Livermore is a city in Alameda County. With an estimated 2017 population of 89,648, Livermore is the most populous city in the Tri-Valley. Livermore is located on the eastern edge of California's San Francisco Bay Area.
Livermore was founded by William Mendenhall and named for Robert Livermore, his friend, and a local rancher who settled in the area in the 1840s. Livermore is the home of the Lawrence Livermore National Laboratory, for which the chemical element livermorium is named (and thus, placing the city's name in the periodic table). Livermore is also the California site of Sandia National Laboratories, which is headquartered in Albuquerque, New Mexico. Its south side is home to local vineyards. The city has redeveloped its downtown district and is considered part of the Tri-Valley area, comprising Amador, Livermore, and San Ramon valleys.
With more than 50 wineries, the Livermore Valley offers an exceptional array of events, concerts and tasting experiences throughout the year. Craft beer makers have joined the scene blazing a new Brew Trail through Livermore Valley. After an afternoon of tasting, visit the historic downtown and enjoy shopping, dining, spa services, and live music at one of the fun nightspots. San Francisco Premium Outlets offer world-class shopping with over 150 stores.
You can also see the latest blockbuster films at the retro circa 40’s theater or at the state-of-the-art all-digital 13-screen theater. The 500 seat Bankhead Theater brings in local and traveling performances including local opera and symphony.
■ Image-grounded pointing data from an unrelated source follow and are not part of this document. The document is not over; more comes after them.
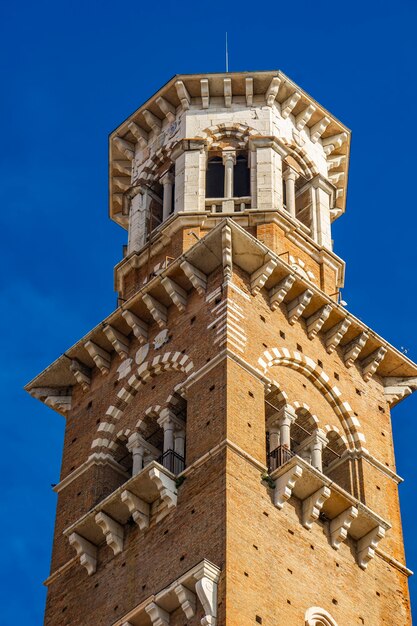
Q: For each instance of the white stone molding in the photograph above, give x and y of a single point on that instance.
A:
(177, 294)
(101, 357)
(227, 252)
(195, 276)
(339, 526)
(205, 93)
(138, 508)
(330, 144)
(227, 89)
(296, 307)
(334, 336)
(167, 108)
(183, 94)
(285, 484)
(354, 348)
(318, 129)
(187, 600)
(278, 293)
(118, 340)
(371, 363)
(289, 104)
(152, 121)
(315, 322)
(125, 147)
(249, 91)
(304, 117)
(113, 531)
(313, 505)
(396, 388)
(259, 278)
(158, 616)
(86, 551)
(156, 309)
(366, 546)
(207, 576)
(272, 91)
(138, 326)
(165, 486)
(316, 616)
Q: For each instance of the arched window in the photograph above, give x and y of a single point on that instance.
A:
(316, 616)
(241, 177)
(215, 178)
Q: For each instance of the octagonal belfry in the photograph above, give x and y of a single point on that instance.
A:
(228, 456)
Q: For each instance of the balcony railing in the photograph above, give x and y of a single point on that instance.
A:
(278, 457)
(172, 461)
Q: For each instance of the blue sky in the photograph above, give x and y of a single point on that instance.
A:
(71, 72)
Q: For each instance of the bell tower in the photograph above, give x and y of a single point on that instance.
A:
(228, 455)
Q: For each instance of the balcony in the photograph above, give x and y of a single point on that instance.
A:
(320, 496)
(147, 497)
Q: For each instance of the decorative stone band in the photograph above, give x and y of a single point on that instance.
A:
(199, 582)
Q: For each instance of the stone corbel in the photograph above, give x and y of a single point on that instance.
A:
(315, 322)
(101, 357)
(158, 616)
(139, 327)
(354, 348)
(259, 278)
(296, 307)
(334, 336)
(285, 484)
(165, 486)
(187, 599)
(313, 505)
(278, 293)
(82, 374)
(138, 508)
(177, 294)
(86, 551)
(113, 531)
(156, 309)
(206, 588)
(118, 340)
(339, 526)
(366, 546)
(197, 278)
(396, 388)
(372, 362)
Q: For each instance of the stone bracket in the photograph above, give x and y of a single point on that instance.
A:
(187, 599)
(197, 278)
(278, 293)
(315, 322)
(118, 340)
(372, 362)
(139, 327)
(113, 531)
(156, 309)
(259, 278)
(101, 357)
(354, 348)
(312, 506)
(296, 307)
(366, 546)
(177, 294)
(334, 336)
(340, 525)
(138, 508)
(285, 484)
(86, 551)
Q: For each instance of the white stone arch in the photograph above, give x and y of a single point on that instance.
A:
(316, 616)
(310, 369)
(167, 361)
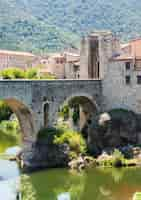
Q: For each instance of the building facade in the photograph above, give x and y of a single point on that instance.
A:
(117, 65)
(16, 59)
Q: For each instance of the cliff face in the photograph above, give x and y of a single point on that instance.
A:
(115, 129)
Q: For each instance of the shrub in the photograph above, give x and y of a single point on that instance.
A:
(18, 73)
(74, 139)
(32, 73)
(48, 133)
(9, 131)
(65, 112)
(118, 158)
(7, 73)
(62, 135)
(13, 73)
(48, 76)
(5, 111)
(26, 189)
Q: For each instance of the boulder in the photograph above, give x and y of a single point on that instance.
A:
(117, 128)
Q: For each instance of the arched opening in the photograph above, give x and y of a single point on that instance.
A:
(25, 120)
(46, 111)
(77, 112)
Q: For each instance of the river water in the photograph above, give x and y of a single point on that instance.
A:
(61, 184)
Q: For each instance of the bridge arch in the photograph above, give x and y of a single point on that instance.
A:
(25, 117)
(87, 107)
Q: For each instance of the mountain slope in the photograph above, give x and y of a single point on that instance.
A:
(42, 25)
(21, 30)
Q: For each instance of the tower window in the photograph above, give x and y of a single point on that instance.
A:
(128, 80)
(127, 65)
(139, 79)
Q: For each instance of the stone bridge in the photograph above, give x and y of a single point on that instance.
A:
(36, 103)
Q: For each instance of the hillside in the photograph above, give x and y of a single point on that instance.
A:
(42, 25)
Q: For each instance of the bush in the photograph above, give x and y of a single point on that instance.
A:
(5, 111)
(65, 112)
(47, 76)
(18, 73)
(62, 135)
(26, 189)
(32, 73)
(48, 133)
(74, 139)
(7, 73)
(10, 131)
(13, 73)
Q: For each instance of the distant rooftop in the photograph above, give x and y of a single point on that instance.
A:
(16, 53)
(130, 50)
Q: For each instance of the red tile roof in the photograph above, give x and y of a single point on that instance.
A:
(16, 53)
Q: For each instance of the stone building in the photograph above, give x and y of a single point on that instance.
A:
(63, 65)
(117, 65)
(16, 59)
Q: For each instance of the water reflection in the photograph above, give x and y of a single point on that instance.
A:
(64, 196)
(95, 184)
(61, 184)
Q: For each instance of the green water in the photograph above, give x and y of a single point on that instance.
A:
(93, 184)
(62, 184)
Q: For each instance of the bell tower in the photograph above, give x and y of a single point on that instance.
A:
(96, 50)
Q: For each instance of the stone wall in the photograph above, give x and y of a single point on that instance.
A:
(118, 94)
(33, 95)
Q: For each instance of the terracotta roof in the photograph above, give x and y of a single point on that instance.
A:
(132, 48)
(16, 53)
(122, 58)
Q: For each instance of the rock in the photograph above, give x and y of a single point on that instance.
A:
(114, 129)
(46, 155)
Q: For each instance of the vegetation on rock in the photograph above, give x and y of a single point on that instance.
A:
(30, 73)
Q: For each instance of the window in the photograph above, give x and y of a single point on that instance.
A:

The Livermore Valley also boasts beautiful parks and hiking trails, most maintained by the Livermore Area Recreation & Parks District and the East Bay Regional Park District, along with many unique facilities and programs.
From apartments and condos, to modest single-family homes or custom vineyard estates, Livermore has a diverse selection of living spaces suitable for students, families, singles or seniors. The downtown district is within walking distance to a number of older neighborhoods, some with homes built in the early 20th century.
Pockets of small to mid-sized single family homes exist in moderately priced neighborhoods, built in the 40s, 50s, and 60s. The 70’s and 80’s added more single family homes to the community, a bit larger in size. During the 90’s and 2000’s, you’ll find the trend toward larger homes, some even with in-law units. Lot sizes vary, from zero lot lines to half an acre or larger parcels.